INFECTION CONTROL PROFESSIONAL

Tag No.: A0748

Based on observation and interview, it was determined that the facility failed to maintain a clean environment in nursing care areas, the radiology department, and dietary areas.

Findings were:

During a tour of the Covenant Medical Center main campus on the afternoon of 1/5/15, a visible layer of dust was noted on horizontal surfaces in patient procedure rooms, including an interventional procedure room, throughout the radiology area. In treatment room #1 , thick dust was observed on radiology equipment along with a drawer that contained unlabeled brown in color ointment which had spilled onto several other items in the drawer.

During a tour of the Lakeshore campus on the morning of 1/6/15, a visible layer of dust was noted on cabinets in the patient group room and in the medication room of the Behavioral Health Unit on the Lakeshore Campus. Also on this unit, the patient laundry area included a single-stall shower for patients. The shower had a thick layer of soap scum in the soap dish recess and dark areas in the corners which seemed to be mold. The shower did not appear clean in general. The floor was dirty floor in seclusion rooms #1 & #2.

During a tour of the Lakeshore Campus Radiology Department on the morning of 1/6/15, a visible layer of dust was noted on horizontal surfaces throughout patient procedure rooms.

During a tour of the Lakeshore retail food service area on 1/6/15, a visible layer of dust was present on horizontal surfaces such as cabinets.

During a tour of the Lakeshore retail food service area on 01/06/15, a visible layer of dust was present on horizontal surfaces such as cabinets. A cabinet in the food serving area was observed to contain empty condiment shakers, packets of grated parmesan cheese, and a can of "Purge III" spray insecticide. Clean spoons were found on dirty kitchen surfaces at main restaurant. Two kitchen food storage refrigerators were dirty. Dirty Aprons were found to in a drawer alongside clean towels.
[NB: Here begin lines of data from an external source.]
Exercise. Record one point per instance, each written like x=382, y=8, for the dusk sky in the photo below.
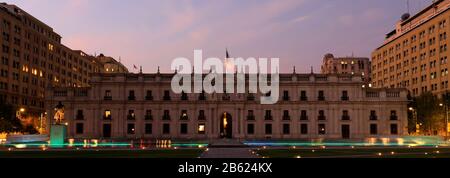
x=152, y=33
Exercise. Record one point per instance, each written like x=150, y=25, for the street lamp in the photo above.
x=417, y=126
x=446, y=119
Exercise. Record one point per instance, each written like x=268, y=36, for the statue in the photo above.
x=59, y=113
During a tour of Patient Care Areas on 1/7/15, throughout the facility, refrigerators available for patient use were noted to need cleaning. Spills and sticky substances were noted in drawers and on shelves in these refrigerators.

During a tour of South 6 on 1/7/15, Patient Room S663 was noted to be on neutropenic precautions. A sign on the door instructed that if visitors were "not feeling well" to wear a mask. No masks were observed to be available outside the patient room or in the hallway for use. Staff member C2 confirmed that masks should have been available and readily accessible for visitor use.
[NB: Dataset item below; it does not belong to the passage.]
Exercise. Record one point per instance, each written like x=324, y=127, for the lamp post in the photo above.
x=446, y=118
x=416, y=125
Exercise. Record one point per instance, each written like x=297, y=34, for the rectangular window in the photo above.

The above findings were confirmed during the tours with Staff C1 (V.P. of Facilities) and Staff C2 (Infection Prevention Specialist).
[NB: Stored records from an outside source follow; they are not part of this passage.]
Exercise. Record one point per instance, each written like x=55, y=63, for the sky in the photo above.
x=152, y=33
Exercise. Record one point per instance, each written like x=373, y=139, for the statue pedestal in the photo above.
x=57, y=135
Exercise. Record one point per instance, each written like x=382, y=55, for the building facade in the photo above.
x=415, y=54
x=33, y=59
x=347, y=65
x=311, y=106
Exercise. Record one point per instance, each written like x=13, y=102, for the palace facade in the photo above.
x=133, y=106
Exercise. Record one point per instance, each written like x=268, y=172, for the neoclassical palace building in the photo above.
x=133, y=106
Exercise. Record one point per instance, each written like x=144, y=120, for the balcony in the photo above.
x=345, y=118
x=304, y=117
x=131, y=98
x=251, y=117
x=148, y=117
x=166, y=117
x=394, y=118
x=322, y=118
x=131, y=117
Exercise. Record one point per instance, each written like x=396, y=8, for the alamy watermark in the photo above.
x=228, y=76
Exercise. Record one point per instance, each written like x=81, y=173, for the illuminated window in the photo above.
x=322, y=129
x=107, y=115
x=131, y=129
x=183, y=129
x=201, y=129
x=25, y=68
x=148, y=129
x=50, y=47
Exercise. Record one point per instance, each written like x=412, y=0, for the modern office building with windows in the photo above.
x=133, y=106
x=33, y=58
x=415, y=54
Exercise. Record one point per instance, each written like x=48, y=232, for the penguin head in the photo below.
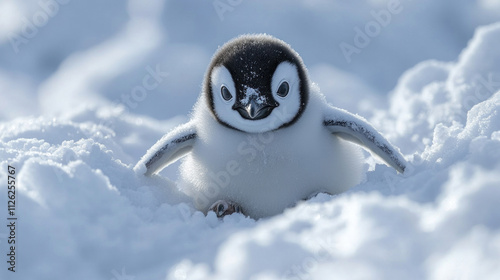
x=256, y=83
Facility policy # IC 1.15 titled "Sanitary Environment Policy", stated the following in-part "Covenant Health System shall provide and maintain a sanitary environment to avoid sources and transmission of infections and communicable diseases...All areas of the hospital must be clean and sanitary. This includes units/departments, campuses and off-site locations...It is the responsibility of each department manager to ensure that their department maintains a clean and sanitary environment."

ORGANIZATION OF RESPIRATORY CARE SERVICES

Tag No.: A1152

Based on record review and interview, it was determined that the facility failed to ensure that respiratory care services were provided as ordered by a physician for 1 of 13 patients reviewed.

Findings were:

A CPAP (Continuous positive airway pressure) therapy was ordered on 12/27/14 for Patient C13, but was not provided on the night of 1/6/15. Interview with the nursing staff manager on 1/7/14 at the nursing station located on floor 8 south confirmed that the patient did not receive CPAP therapy on 1/6/15 as ordered by the attending physician. Additionally, there was no evidence in the patient's record that the CPAP therapy was provided on 1/6/15.